Entering the second half of its multi-year grant term, the High Country Regional Council is focused on supporting its grant partners through the conclusion of the grants. When structuring its multi-year grants, the Council built in match requirements – requiring a certain percentage of the remaining grant funds to be matched by dollars from another funding source – for the final two years as a way to promote the organizations’ sustainability after the conclusion of the Council’s grant.

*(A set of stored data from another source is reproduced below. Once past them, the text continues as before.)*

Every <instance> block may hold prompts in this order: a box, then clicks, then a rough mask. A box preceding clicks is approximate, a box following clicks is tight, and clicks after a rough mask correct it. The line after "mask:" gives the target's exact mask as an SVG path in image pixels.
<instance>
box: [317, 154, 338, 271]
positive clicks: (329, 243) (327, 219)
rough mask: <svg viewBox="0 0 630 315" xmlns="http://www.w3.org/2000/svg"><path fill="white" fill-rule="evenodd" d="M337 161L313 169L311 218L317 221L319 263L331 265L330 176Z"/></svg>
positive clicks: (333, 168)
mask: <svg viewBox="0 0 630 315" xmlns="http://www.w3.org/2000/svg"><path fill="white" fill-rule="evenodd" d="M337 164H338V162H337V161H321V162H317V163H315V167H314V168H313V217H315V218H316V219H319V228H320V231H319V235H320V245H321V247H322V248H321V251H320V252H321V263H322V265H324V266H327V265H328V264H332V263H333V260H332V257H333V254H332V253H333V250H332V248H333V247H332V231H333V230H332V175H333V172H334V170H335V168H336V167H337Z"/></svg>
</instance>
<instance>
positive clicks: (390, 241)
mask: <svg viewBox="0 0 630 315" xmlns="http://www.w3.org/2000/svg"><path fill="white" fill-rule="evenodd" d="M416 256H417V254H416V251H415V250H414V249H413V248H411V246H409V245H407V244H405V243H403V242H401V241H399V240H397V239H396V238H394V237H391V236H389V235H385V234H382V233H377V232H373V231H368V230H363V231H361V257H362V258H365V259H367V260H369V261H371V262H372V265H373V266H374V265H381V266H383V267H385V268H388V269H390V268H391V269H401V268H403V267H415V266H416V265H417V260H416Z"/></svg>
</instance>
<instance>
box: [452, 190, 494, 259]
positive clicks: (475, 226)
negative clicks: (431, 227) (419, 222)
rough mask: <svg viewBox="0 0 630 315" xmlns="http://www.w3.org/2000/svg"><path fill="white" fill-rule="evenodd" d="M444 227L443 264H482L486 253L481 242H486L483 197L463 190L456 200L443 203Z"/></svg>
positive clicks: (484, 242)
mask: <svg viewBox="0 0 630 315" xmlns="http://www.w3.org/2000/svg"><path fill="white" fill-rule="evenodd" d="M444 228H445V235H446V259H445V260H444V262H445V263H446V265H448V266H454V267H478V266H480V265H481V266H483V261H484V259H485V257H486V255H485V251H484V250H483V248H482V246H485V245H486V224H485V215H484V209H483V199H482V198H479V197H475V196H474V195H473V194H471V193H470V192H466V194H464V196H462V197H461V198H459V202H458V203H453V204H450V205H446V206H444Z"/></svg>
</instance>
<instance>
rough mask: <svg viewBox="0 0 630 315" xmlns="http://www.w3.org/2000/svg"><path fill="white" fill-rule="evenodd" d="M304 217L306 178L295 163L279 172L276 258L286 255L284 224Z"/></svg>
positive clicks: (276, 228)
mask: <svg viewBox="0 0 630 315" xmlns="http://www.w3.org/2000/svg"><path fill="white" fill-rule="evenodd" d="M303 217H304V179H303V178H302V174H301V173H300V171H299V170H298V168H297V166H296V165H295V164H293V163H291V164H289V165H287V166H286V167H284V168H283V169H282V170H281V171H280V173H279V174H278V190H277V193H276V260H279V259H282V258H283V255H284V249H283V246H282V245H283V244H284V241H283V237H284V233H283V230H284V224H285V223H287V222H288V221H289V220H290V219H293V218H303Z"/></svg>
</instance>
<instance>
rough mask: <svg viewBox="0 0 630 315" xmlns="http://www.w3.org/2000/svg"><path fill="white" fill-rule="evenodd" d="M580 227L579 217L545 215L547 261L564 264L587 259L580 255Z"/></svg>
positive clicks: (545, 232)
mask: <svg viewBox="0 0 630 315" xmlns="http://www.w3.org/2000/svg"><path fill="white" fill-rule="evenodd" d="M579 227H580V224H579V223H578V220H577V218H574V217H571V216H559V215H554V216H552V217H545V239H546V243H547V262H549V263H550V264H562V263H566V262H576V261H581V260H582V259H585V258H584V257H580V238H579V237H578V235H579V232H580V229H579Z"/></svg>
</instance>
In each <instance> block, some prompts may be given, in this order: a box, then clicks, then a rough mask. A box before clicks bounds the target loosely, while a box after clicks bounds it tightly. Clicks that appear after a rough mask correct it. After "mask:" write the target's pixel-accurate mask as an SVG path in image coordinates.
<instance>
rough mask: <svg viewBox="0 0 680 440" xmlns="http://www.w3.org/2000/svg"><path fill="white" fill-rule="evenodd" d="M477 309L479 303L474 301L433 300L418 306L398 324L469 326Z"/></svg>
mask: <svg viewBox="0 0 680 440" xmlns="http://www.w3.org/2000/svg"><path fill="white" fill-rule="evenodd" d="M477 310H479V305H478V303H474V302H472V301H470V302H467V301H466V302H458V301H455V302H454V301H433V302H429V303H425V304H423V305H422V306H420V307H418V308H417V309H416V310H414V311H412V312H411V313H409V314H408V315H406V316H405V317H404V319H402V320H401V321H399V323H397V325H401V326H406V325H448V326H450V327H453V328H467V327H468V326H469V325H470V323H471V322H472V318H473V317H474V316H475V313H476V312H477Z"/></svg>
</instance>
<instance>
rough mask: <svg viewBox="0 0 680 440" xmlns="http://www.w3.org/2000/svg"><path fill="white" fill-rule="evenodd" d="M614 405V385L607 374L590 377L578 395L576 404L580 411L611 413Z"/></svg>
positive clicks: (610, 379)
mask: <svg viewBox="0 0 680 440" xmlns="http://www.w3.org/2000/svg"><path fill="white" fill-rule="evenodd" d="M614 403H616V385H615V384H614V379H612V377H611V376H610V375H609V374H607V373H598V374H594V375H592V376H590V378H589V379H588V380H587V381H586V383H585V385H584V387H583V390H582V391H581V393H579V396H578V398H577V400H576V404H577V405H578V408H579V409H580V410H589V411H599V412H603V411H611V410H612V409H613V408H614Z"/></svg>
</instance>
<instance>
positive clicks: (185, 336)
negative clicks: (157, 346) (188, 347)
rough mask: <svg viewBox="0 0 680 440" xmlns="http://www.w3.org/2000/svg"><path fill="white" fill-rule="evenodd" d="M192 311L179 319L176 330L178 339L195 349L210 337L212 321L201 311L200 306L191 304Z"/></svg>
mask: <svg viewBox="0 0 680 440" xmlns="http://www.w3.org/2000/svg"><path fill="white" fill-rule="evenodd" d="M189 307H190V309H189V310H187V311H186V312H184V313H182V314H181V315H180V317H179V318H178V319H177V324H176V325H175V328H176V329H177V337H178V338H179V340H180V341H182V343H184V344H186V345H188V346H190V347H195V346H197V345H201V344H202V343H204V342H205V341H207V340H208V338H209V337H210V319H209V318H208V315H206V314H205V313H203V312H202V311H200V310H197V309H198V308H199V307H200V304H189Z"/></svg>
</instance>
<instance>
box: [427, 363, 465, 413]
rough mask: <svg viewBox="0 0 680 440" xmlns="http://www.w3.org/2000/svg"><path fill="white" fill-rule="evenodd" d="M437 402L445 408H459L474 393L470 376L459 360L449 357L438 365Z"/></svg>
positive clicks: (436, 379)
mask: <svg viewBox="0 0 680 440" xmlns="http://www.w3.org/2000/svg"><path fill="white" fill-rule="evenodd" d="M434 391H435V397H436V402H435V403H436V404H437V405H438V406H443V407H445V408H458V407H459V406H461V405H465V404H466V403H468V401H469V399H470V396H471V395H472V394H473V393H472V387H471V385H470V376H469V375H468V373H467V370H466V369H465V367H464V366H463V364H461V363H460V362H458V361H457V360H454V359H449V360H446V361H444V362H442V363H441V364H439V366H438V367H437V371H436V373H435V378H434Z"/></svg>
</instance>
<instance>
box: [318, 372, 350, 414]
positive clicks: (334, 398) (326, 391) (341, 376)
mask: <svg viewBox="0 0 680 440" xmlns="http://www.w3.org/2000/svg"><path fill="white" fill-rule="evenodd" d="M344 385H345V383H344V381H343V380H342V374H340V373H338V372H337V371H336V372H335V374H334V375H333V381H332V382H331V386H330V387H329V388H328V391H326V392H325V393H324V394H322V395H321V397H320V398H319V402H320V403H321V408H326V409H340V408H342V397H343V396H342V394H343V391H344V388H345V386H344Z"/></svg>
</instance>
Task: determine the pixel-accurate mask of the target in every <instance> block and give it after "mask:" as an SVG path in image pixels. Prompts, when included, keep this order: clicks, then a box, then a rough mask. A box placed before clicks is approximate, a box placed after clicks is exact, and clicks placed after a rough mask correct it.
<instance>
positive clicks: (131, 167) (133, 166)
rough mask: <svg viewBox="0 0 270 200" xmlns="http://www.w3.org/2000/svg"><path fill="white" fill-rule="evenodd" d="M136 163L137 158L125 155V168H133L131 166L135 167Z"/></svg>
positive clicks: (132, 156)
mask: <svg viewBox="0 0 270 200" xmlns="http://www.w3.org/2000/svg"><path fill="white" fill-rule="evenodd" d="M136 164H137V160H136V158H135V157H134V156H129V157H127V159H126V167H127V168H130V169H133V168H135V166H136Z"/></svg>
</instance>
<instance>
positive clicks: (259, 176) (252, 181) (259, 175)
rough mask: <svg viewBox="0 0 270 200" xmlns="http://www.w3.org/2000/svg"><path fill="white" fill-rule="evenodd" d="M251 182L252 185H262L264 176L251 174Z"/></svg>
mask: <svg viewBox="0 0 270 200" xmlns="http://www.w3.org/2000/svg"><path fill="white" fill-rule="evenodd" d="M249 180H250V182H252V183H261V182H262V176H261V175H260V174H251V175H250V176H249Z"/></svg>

At this point, the Council is considering the best ways to support its grant partners in strategically planning for the future as we approach the final two years of funding.

Responding to grant partners’ shifting circumstances, needs and priorities over several years is typically not feasible or practical for single-term grants. The High Country Regional Council, however, has appreciated the opportunity to engage with its grant partners over a multi-year period and offer sustained support, while balancing Council engagement with grantee autonomy.  The Council is honored to support its grant partners in their important work with at-risk youth, and it is grateful for the lessons learned thus far through these partnerships.